In relation to agrarian and environmental issues, TNI critically analyses the dynamics in which public policies and political processes, such as trade agreements, land policies or, most recently, the peace negotiations between the Government of Colombia and the insurgent groups, have affected (rural) communities and their collective efforts to democratise access to land, water, and other natural resources. Furthermore, TNI aims to counter and offer alternatives to policy approaches which are predominantly based on the commodification and financialisation of nature and its resources.
 
On the issue of trade and investment agreements, TNI conducts extensive research on the impact of bilateral and multilateral trade agreements on Colombia's population peace process and its implications on the ground. In collaboration with partners and local organisations, TNI analyses and proposes (trade and investment) policies that prioritise people and the environment over corporate interests, mainly in relation with the free trade agreement (FTA) between the EU and Colombia. Special attention is also being dedicated for the fight against corporate impunity, especially with regard to the social and environmental repercussions of extractive industries in Colombia.
 
Lastly, TNI has long advocated for drug policies which focus on (public) health, human rights, and (rural) development in Colombia, especially in respect of the government's coca substitution and eradication programmes, which pose numerous challenges for subsistence-level farmers of illicit crops and their families.
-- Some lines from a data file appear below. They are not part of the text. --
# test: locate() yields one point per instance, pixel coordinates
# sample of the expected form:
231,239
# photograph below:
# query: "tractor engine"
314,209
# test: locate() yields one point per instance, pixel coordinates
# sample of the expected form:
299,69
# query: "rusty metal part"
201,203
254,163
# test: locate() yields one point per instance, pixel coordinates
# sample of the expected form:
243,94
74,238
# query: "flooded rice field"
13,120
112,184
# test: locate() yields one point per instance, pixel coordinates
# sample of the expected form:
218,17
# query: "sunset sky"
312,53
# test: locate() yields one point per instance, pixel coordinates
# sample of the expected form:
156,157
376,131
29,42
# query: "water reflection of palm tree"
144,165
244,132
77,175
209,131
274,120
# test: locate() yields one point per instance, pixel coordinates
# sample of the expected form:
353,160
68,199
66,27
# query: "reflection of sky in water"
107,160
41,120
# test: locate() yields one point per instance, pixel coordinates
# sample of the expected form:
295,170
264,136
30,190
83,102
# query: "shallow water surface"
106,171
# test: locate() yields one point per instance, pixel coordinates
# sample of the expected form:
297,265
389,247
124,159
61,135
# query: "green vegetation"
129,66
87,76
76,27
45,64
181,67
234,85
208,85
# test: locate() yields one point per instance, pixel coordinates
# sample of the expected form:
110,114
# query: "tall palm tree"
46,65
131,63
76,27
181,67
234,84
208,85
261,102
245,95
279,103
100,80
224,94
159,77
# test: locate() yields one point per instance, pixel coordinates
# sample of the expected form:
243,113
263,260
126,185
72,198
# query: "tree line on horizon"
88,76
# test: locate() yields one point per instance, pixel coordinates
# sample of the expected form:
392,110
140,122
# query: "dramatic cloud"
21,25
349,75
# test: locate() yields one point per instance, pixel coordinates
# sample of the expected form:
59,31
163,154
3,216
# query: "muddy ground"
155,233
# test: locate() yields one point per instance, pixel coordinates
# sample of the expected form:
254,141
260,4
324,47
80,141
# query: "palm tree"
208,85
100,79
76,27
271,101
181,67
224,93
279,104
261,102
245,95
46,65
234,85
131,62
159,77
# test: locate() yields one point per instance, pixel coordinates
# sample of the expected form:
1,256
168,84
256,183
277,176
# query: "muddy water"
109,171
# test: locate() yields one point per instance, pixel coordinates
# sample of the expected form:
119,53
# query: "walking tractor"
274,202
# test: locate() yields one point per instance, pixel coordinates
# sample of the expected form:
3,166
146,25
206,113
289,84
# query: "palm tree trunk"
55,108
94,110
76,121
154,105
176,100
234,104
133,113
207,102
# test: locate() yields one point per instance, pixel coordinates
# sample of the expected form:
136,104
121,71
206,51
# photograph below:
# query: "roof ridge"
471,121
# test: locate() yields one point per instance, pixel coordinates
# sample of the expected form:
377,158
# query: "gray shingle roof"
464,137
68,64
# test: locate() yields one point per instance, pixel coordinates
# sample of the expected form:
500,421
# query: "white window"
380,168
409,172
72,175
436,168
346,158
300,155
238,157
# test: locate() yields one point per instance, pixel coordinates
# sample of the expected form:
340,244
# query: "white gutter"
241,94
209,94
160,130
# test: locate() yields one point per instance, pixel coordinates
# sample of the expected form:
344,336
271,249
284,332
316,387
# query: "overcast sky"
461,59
More importantly, violence linked to the drugs economy and the financing of armed groups have been central to the country's conflict, while the illicit drugs market has also served as a survival economy and safety net. Rethinking the war on drugs is therefore critical to building peace throughout the rural regions of Colombia, which is why TNI continues to expand its advocacy efforts with local stakeholders in different parts of Colombia.